Grigoriadis uses the story as a diving board into a deep end of prophecy about Facebook’s fragility. “One day the numbers are growing exponentially, and the next they’re stagnant, none of the users are actually showing up, and there’s another network that’s getting all the buzz,” she writes. “Friendster had numbers. AOL had numbers…It’s easy to join on the web and just as easy to leave.” This is more Delphic than it sounds at first. Yes, very popular things have betimes become unpopular (Friendster, Seattle, the Julian Calendar) but the nanometric history of the Internet offers very little precedent for something like Facebook, something not just supercool but also fully integrated into hundreds of millions of lives. What could recommend the sudden possibility of such a precipitous collapse?
Grigoriadis, like others in her sphere, dwell on discontent over the site’s recent redesign—a 2.5 mil-strong group is incensed at the new interface. Facebook watchers have a remarkably short memory. This is a story that has played out at least a half-dozen times in the site’s brief history: Stuff changes, people freak out, time passes, people come to their senses. Three years ago a proportional uprising protested the news feed, now an indispensably popular element of the site. As Slate’s Farhad Manjoo aptly argued last week, this “revolt” too shall pass.
And as for the notion that a new “Facebook democracy” could topple a fragile, undermonetized entity that needs to be run oligarchically, it’s probably a bogeyman. For Facebook to bend to its users’ new de iure will, it will require 30% of active members to redress a specific grievance. At its current rate of growth, that will soon be more people than voted for Barack Obama.
By turns, Grigoriadis is absurdly hyperbolic and critically myopic. The promise of Facebook, she snarks, is “the utopian hope for it: the triumph of fellowship; the rise of a unified consciousness; peace through superconnectivity.” There’s no way to respond to this except to remind ourselves that Facebook is a utility, like your faucet or your car, and so far a remarkably durable one. And it’s this utility that is so often misunderstood in pronouncements like the latter sort: “Facebook has created a space similar to a college quad, where members can check each other out, talk about culture, gossip, and pass mash notes.”
Grigoriadis’ glib assessment is roughly as reductive as claiming that magazines are useful as coasters and makeshift umbrellas.
Facebook is the largest photo-sharing site on the Internet—easily beating out dedicated snapshot studio Flickr. This is no college-quad feat: Photos are only increasingly critical in spreading information, and Facebook’s photojournalistic capacity is still untapped. (It’s not unreasonable to imagine that this Depression’s Agee and Evans will have nothing but a Facebook album.)

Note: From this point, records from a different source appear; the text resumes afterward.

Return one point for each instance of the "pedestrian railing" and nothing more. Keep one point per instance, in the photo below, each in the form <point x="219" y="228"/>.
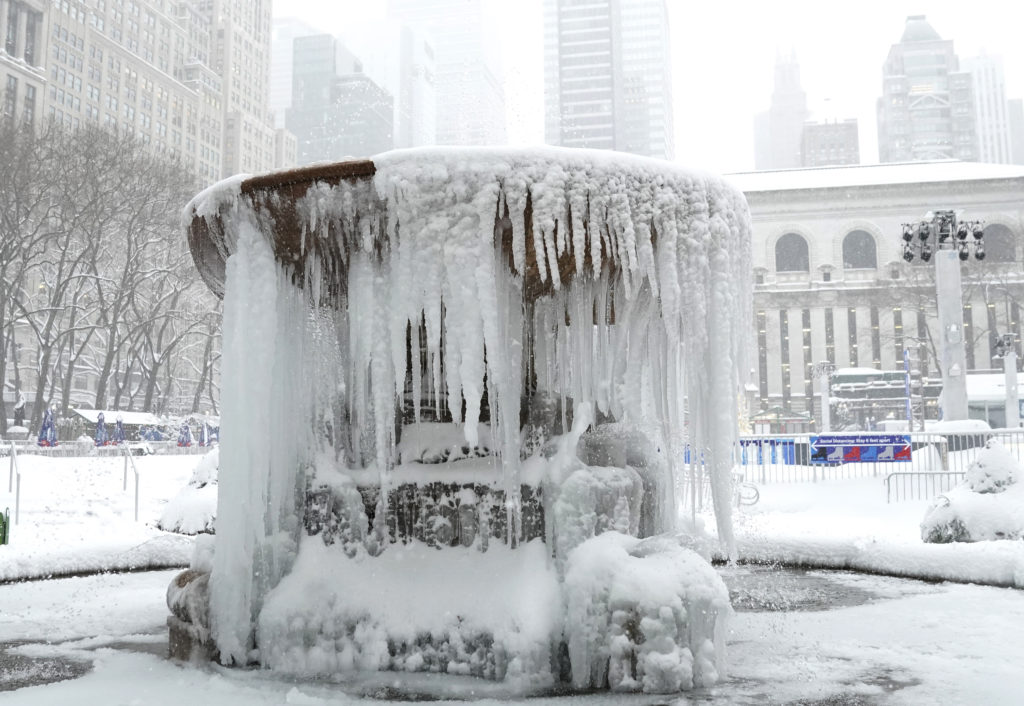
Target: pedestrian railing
<point x="696" y="494"/>
<point x="89" y="448"/>
<point x="921" y="485"/>
<point x="795" y="458"/>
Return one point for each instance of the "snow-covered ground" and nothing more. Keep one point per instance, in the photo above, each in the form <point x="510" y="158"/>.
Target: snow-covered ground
<point x="894" y="641"/>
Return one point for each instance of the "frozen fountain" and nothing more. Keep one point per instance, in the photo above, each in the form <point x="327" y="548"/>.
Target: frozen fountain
<point x="458" y="385"/>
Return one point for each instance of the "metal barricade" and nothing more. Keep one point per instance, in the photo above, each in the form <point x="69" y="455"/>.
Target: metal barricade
<point x="770" y="459"/>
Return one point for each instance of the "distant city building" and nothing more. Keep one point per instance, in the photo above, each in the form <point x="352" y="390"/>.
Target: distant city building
<point x="470" y="96"/>
<point x="830" y="143"/>
<point x="607" y="79"/>
<point x="400" y="58"/>
<point x="1015" y="109"/>
<point x="927" y="109"/>
<point x="778" y="132"/>
<point x="285" y="149"/>
<point x="23" y="57"/>
<point x="830" y="283"/>
<point x="189" y="79"/>
<point x="990" y="115"/>
<point x="337" y="111"/>
<point x="284" y="33"/>
<point x="240" y="50"/>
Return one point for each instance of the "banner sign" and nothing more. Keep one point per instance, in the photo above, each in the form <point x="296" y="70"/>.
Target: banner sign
<point x="867" y="448"/>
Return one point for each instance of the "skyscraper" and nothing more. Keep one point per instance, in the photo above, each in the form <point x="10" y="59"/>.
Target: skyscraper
<point x="829" y="143"/>
<point x="990" y="113"/>
<point x="400" y="58"/>
<point x="468" y="82"/>
<point x="778" y="131"/>
<point x="927" y="107"/>
<point x="240" y="51"/>
<point x="1015" y="110"/>
<point x="607" y="79"/>
<point x="187" y="78"/>
<point x="337" y="111"/>
<point x="284" y="34"/>
<point x="23" y="55"/>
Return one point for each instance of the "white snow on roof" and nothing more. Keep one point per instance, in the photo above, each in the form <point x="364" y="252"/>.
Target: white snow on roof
<point x="989" y="386"/>
<point x="872" y="175"/>
<point x="126" y="417"/>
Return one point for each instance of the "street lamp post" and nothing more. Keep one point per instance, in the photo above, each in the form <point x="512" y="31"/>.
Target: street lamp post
<point x="823" y="372"/>
<point x="1005" y="349"/>
<point x="949" y="241"/>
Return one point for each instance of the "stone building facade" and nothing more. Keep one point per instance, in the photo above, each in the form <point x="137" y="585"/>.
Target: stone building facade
<point x="832" y="284"/>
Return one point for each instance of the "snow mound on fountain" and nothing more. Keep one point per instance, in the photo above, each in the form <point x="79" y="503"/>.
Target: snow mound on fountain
<point x="988" y="505"/>
<point x="413" y="608"/>
<point x="644" y="615"/>
<point x="194" y="509"/>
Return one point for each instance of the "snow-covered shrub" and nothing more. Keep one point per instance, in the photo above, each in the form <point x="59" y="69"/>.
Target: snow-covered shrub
<point x="988" y="505"/>
<point x="993" y="470"/>
<point x="194" y="509"/>
<point x="643" y="615"/>
<point x="593" y="500"/>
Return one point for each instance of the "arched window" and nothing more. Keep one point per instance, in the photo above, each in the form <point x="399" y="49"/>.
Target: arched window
<point x="858" y="251"/>
<point x="1000" y="244"/>
<point x="791" y="254"/>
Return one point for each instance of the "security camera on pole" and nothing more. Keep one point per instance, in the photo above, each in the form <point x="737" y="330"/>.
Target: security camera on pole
<point x="1005" y="349"/>
<point x="949" y="241"/>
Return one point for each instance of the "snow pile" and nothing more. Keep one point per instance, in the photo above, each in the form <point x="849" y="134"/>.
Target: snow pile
<point x="436" y="443"/>
<point x="993" y="470"/>
<point x="617" y="285"/>
<point x="644" y="615"/>
<point x="415" y="609"/>
<point x="594" y="500"/>
<point x="194" y="509"/>
<point x="988" y="505"/>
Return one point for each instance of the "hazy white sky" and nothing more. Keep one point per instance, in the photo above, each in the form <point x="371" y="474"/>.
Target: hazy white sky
<point x="724" y="54"/>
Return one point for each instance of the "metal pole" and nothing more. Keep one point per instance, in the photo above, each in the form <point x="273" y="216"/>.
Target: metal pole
<point x="825" y="402"/>
<point x="906" y="389"/>
<point x="952" y="359"/>
<point x="1013" y="406"/>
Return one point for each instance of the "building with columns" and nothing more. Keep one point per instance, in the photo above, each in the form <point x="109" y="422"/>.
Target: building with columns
<point x="23" y="55"/>
<point x="832" y="284"/>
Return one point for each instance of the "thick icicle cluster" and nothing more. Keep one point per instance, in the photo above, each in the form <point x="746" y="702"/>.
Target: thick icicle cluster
<point x="619" y="284"/>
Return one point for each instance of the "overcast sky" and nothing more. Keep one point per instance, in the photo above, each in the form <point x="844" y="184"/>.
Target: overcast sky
<point x="723" y="59"/>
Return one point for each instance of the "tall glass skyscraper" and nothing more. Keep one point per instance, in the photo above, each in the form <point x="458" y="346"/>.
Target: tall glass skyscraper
<point x="927" y="107"/>
<point x="607" y="76"/>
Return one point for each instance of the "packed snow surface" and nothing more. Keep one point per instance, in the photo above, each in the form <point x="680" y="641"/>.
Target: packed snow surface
<point x="616" y="284"/>
<point x="913" y="644"/>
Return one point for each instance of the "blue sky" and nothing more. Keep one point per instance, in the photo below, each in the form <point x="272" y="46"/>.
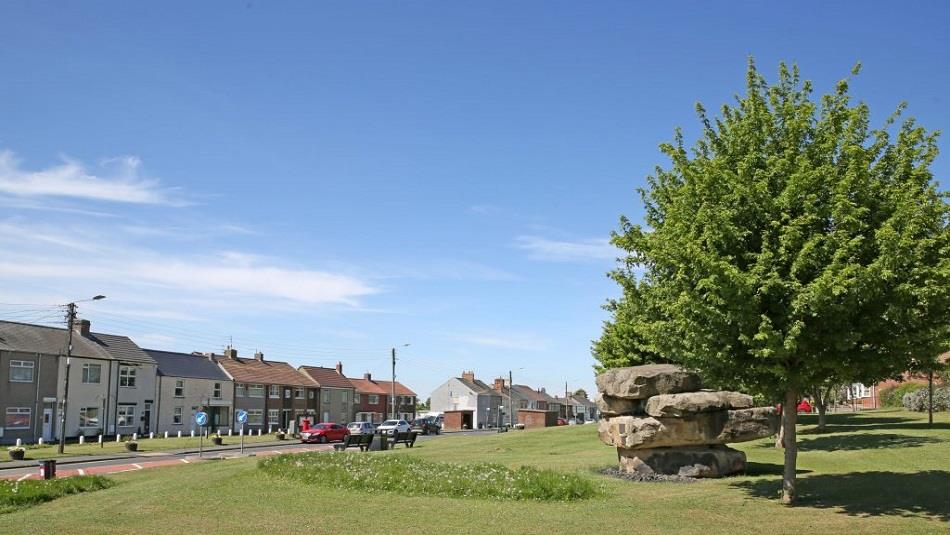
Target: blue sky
<point x="324" y="181"/>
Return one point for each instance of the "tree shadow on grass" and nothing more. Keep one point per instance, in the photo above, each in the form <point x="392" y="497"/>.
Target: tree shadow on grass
<point x="863" y="441"/>
<point x="867" y="493"/>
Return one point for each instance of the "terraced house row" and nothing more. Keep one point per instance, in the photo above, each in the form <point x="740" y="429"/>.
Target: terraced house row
<point x="116" y="387"/>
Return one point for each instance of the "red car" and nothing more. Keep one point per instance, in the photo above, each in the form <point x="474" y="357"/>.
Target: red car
<point x="323" y="433"/>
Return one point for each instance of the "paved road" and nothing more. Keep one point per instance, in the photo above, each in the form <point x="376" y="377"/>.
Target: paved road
<point x="159" y="459"/>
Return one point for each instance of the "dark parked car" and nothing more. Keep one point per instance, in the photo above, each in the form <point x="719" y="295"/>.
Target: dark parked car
<point x="426" y="426"/>
<point x="323" y="433"/>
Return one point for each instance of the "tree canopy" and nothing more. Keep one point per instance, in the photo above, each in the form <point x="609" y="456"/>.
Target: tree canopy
<point x="791" y="244"/>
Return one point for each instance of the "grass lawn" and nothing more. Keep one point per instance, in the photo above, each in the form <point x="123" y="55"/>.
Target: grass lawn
<point x="873" y="472"/>
<point x="49" y="451"/>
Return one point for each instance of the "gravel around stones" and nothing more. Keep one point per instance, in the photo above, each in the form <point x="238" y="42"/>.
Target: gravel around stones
<point x="647" y="478"/>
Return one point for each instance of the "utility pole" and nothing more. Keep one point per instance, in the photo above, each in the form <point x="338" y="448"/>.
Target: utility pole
<point x="392" y="403"/>
<point x="70" y="319"/>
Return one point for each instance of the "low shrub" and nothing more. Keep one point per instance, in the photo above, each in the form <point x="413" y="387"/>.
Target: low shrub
<point x="416" y="477"/>
<point x="919" y="400"/>
<point x="893" y="396"/>
<point x="15" y="495"/>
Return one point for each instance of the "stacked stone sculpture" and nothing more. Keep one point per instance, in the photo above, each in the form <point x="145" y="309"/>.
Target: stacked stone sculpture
<point x="662" y="422"/>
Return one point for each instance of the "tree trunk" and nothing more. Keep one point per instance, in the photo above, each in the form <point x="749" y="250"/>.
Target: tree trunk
<point x="789" y="420"/>
<point x="780" y="437"/>
<point x="930" y="401"/>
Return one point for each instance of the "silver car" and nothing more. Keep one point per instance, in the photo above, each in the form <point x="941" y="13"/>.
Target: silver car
<point x="361" y="428"/>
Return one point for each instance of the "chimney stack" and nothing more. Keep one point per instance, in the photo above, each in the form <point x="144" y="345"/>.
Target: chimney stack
<point x="81" y="327"/>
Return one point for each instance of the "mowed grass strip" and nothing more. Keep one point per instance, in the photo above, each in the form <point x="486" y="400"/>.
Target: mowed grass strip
<point x="16" y="495"/>
<point x="414" y="476"/>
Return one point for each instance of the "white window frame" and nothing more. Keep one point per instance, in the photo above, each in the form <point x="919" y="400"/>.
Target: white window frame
<point x="22" y="365"/>
<point x="20" y="410"/>
<point x="87" y="373"/>
<point x="120" y="413"/>
<point x="84" y="418"/>
<point x="127" y="376"/>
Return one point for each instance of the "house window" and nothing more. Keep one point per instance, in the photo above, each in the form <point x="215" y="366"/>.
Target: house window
<point x="127" y="376"/>
<point x="89" y="417"/>
<point x="255" y="416"/>
<point x="18" y="418"/>
<point x="91" y="373"/>
<point x="21" y="371"/>
<point x="126" y="415"/>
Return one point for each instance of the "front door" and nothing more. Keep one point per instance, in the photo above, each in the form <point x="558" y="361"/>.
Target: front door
<point x="147" y="417"/>
<point x="47" y="425"/>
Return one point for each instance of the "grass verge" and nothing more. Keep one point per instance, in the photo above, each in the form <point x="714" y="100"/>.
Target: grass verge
<point x="16" y="495"/>
<point x="414" y="476"/>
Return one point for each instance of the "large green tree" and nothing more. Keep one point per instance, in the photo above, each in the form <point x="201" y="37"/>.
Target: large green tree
<point x="792" y="244"/>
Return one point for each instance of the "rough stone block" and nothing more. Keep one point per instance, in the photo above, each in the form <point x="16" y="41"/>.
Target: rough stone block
<point x="641" y="382"/>
<point x="684" y="404"/>
<point x="701" y="461"/>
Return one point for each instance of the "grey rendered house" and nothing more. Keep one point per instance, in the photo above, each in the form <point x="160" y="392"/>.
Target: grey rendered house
<point x="188" y="383"/>
<point x="468" y="393"/>
<point x="111" y="383"/>
<point x="337" y="394"/>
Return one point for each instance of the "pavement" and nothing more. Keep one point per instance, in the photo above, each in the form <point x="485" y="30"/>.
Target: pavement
<point x="129" y="462"/>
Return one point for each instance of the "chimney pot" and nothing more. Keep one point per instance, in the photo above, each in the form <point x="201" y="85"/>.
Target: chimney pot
<point x="81" y="327"/>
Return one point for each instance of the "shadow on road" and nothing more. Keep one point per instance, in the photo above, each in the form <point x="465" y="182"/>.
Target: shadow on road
<point x="867" y="493"/>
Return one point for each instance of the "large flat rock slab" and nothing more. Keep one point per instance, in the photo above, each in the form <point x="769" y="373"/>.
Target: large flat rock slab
<point x="611" y="406"/>
<point x="701" y="461"/>
<point x="684" y="404"/>
<point x="641" y="382"/>
<point x="709" y="428"/>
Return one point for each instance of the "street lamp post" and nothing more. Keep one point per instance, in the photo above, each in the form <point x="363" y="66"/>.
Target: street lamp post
<point x="70" y="320"/>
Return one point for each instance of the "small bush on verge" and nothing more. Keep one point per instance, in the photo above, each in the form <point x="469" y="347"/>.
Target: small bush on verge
<point x="416" y="477"/>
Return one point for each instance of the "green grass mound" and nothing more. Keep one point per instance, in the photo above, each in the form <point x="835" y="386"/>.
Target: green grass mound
<point x="20" y="495"/>
<point x="413" y="476"/>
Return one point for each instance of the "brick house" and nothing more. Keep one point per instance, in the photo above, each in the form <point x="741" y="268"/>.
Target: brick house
<point x="336" y="393"/>
<point x="274" y="394"/>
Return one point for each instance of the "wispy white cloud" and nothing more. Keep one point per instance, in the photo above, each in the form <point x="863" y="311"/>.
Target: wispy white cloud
<point x="522" y="342"/>
<point x="539" y="248"/>
<point x="115" y="180"/>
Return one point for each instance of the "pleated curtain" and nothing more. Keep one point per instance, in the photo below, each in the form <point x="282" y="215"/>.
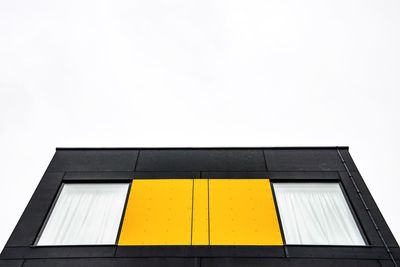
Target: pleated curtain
<point x="85" y="214"/>
<point x="316" y="214"/>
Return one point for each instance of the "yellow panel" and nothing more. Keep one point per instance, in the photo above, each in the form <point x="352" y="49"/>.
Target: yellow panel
<point x="159" y="212"/>
<point x="200" y="212"/>
<point x="242" y="212"/>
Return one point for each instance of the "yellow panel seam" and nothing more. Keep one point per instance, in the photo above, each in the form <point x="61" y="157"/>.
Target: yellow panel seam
<point x="191" y="226"/>
<point x="208" y="204"/>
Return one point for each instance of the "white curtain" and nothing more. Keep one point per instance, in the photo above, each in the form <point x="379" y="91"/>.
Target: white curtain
<point x="85" y="214"/>
<point x="316" y="213"/>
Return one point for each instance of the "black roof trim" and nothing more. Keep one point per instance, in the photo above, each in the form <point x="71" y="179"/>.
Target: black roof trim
<point x="199" y="148"/>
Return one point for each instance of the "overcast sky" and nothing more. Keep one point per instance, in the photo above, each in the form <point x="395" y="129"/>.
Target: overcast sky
<point x="198" y="73"/>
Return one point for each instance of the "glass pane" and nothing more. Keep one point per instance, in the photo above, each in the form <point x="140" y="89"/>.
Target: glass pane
<point x="85" y="214"/>
<point x="316" y="213"/>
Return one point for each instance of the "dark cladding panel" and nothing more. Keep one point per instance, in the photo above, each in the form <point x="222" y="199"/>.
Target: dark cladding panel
<point x="94" y="160"/>
<point x="303" y="160"/>
<point x="340" y="252"/>
<point x="361" y="212"/>
<point x="109" y="262"/>
<point x="201" y="160"/>
<point x="11" y="263"/>
<point x="35" y="213"/>
<point x="58" y="252"/>
<point x="256" y="262"/>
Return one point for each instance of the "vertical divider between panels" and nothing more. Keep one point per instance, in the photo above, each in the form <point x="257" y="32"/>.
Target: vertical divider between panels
<point x="278" y="215"/>
<point x="209" y="218"/>
<point x="49" y="211"/>
<point x="366" y="207"/>
<point x="191" y="226"/>
<point x="353" y="213"/>
<point x="123" y="215"/>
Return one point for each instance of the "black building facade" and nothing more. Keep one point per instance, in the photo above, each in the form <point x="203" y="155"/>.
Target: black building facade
<point x="202" y="207"/>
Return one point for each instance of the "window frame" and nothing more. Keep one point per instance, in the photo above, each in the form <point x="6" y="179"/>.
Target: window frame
<point x="348" y="202"/>
<point x="56" y="198"/>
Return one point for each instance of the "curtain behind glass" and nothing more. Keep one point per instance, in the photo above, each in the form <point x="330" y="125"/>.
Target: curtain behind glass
<point x="85" y="214"/>
<point x="316" y="213"/>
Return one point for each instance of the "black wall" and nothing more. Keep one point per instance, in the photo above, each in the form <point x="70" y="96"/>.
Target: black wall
<point x="306" y="164"/>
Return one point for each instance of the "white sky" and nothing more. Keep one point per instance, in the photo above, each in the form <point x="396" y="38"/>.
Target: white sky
<point x="198" y="73"/>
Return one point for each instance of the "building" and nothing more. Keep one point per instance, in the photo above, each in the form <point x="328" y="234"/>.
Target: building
<point x="208" y="207"/>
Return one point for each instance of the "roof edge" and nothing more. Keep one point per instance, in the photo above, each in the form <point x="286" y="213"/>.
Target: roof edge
<point x="200" y="148"/>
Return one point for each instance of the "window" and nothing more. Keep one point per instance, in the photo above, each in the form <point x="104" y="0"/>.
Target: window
<point x="316" y="213"/>
<point x="85" y="214"/>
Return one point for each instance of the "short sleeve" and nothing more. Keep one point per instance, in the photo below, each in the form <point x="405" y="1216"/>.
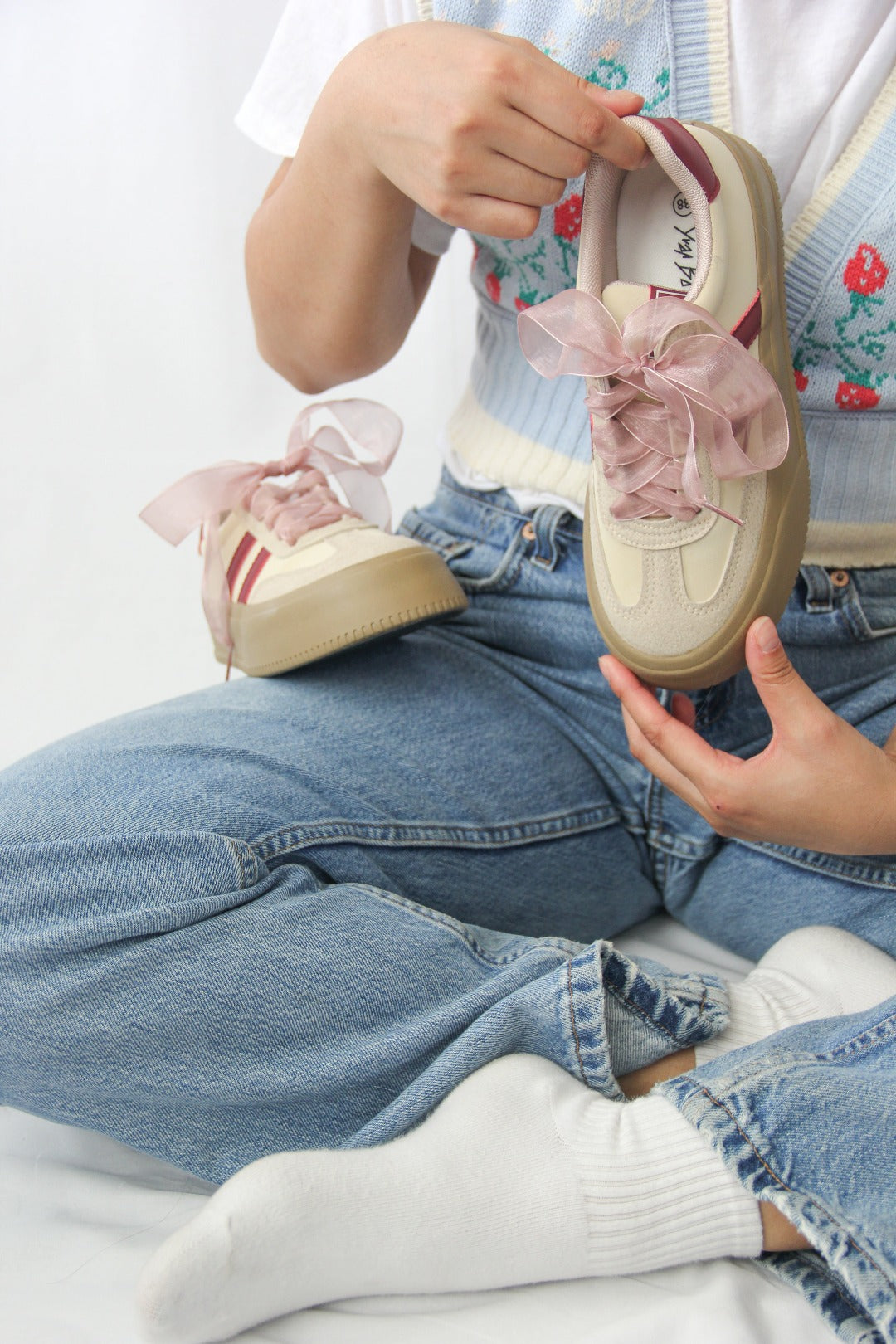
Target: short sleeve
<point x="309" y="42"/>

More importantly, it’s the youth’s medium of choice for sending messages (it’s more popular than email), planning events, and organizing politically. Other sites (Friendster) have made good in the short-term by offering the sort of space Grigoriadis describes for nugatory gossip and amorous overtures, but Facebook has won the battle by getting its users addicted to its infrastructure.
The core of Facebook—its peerless capacity for binding networks of friends, colleagues and associates—has become irrevocable and ineluctable. It’s not going anywhere. The peripheral stuff—redesigns, abstruse changes to service terms—is really trivial and ephemeral, as much as it may be fodder for a media that seems to have forgotten that there are two wars and a great depression going on.